Pipelining and prefetching: a 45% speedup story

10 days ago
  • #memory-access
  • #performance-optimization
  • #rubiks-cube-solver
  • The blog post discusses a performance optimization technique involving pipelining and prefetching to speed up memory access in a Rubik's cube solver.
  • The main computational step is a depth-first search on an implicit graph, using a heuristic with data from large pruning tables to skip unnecessary branches.
  • Random memory access is slow, but prefetching allows the CPU to fetch data in advance while performing other operations, improving performance.
  • The optimization involves expanding multiple neighbor nodes 'in parallel' to give the CPU time to prefetch data, resulting in a 33% to 45% speedup.
  • The solver uses an iterative-deepening depth-first search (IDDFS) combined with IDA* (iterative-deepening A*) algorithm for efficiency.
  • Pruning tables provide lower bounds for the number of moves needed to solve a cube configuration, helping to skip unpromising branches early.
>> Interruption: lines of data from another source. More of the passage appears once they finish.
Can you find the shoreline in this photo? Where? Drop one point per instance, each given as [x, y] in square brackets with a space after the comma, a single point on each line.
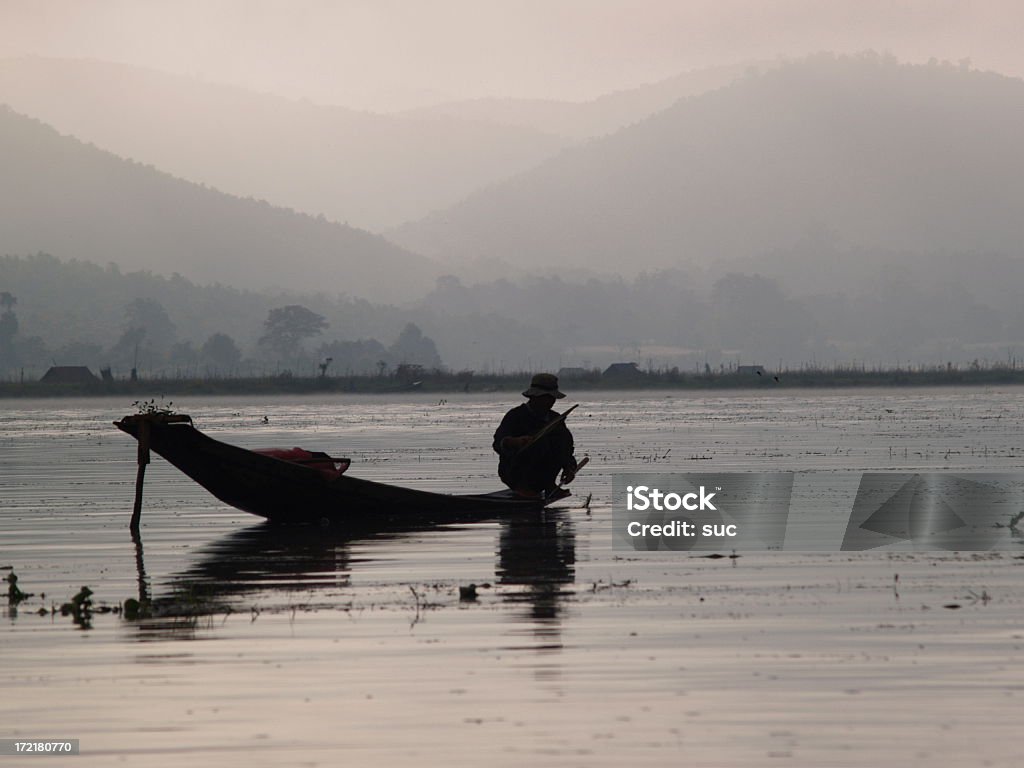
[452, 383]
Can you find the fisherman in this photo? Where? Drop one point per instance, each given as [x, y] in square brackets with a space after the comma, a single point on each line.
[530, 467]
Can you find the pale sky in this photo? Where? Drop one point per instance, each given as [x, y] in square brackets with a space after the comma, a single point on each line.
[383, 54]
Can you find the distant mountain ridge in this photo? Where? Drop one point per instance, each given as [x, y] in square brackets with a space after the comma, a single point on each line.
[369, 170]
[76, 202]
[580, 120]
[862, 151]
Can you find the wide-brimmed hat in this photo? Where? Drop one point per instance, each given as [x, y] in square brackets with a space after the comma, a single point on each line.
[543, 384]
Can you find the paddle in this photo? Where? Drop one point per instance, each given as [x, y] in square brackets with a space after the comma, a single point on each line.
[568, 477]
[546, 429]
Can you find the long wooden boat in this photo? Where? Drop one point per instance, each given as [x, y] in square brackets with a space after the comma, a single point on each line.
[302, 486]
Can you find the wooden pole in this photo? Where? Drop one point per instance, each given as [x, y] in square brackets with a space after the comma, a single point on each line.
[143, 459]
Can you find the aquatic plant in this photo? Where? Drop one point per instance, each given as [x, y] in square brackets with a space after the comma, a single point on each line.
[80, 608]
[14, 594]
[151, 408]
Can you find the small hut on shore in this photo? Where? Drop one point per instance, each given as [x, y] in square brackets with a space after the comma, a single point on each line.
[70, 375]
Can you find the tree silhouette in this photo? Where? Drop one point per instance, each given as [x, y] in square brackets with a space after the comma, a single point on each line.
[287, 327]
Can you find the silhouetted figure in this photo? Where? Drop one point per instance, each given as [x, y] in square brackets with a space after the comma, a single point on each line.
[526, 466]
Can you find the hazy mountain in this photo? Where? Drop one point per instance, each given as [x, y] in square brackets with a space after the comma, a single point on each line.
[75, 201]
[858, 151]
[579, 120]
[369, 170]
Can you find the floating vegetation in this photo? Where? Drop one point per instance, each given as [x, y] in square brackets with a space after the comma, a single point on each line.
[133, 609]
[14, 594]
[151, 407]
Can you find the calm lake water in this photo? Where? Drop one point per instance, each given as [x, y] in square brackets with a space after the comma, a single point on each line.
[309, 647]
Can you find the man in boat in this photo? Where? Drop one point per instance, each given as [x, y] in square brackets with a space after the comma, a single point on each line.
[527, 466]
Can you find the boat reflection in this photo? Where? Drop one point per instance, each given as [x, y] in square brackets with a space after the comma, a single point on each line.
[312, 566]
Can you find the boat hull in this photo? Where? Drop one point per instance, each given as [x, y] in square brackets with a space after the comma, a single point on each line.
[287, 492]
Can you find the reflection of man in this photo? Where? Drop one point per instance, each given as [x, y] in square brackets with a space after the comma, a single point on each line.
[530, 467]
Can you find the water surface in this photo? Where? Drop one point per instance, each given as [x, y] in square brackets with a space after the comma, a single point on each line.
[315, 647]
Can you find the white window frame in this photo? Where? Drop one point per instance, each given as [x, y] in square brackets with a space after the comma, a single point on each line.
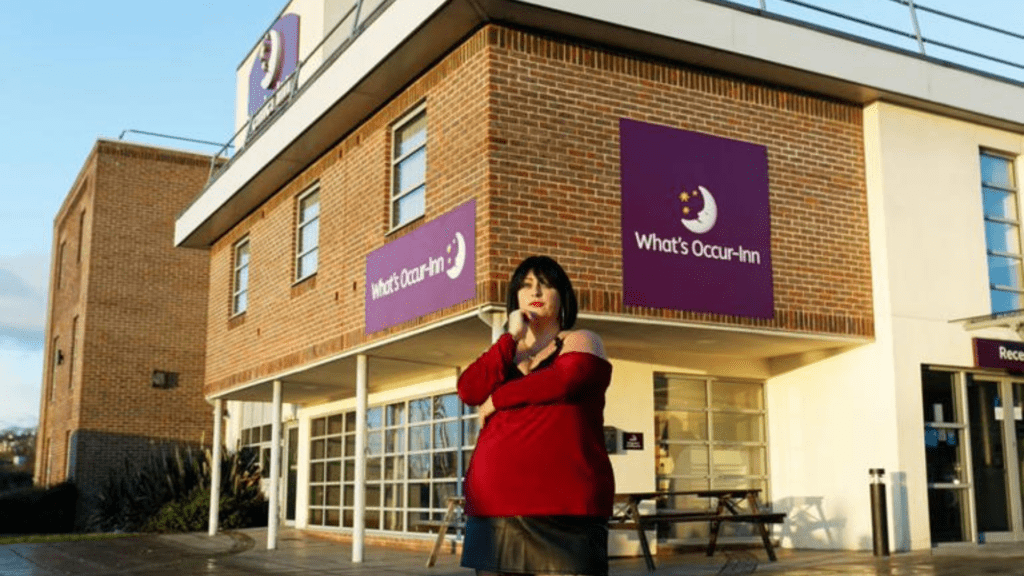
[300, 224]
[1004, 220]
[237, 269]
[396, 161]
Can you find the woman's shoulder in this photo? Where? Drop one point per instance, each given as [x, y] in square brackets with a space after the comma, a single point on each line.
[583, 340]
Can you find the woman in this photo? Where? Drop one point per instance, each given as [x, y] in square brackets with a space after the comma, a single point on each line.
[540, 487]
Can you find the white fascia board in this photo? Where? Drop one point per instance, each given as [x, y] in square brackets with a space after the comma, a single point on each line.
[806, 49]
[390, 29]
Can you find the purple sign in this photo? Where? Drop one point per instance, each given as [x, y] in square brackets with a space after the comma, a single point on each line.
[998, 354]
[276, 56]
[695, 221]
[432, 268]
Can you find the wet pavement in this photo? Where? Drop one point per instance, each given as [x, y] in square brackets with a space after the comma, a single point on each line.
[244, 552]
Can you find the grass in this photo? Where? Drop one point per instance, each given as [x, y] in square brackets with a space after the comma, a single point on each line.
[47, 538]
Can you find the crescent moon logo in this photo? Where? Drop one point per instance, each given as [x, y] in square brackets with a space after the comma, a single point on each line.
[270, 58]
[706, 217]
[455, 269]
  • The old version accessed pruning table values immediately after computing indices, causing stalls. The new version computes indices for all neighbors first, allowing prefetching.
  • Manual prefetching instructions (e.g., `__builtin_prefetch`) provided an additional 10% to 20% speedup on top of the pipelining optimization.
  • Benchmarks show significant performance improvements across different pruning table sizes, with larger tables benefiting less due to fewer lookups.
  • The technique could be extended further by prefetching data for nodes deeper in the search tree, though this would require breaking the recursive DFS structure.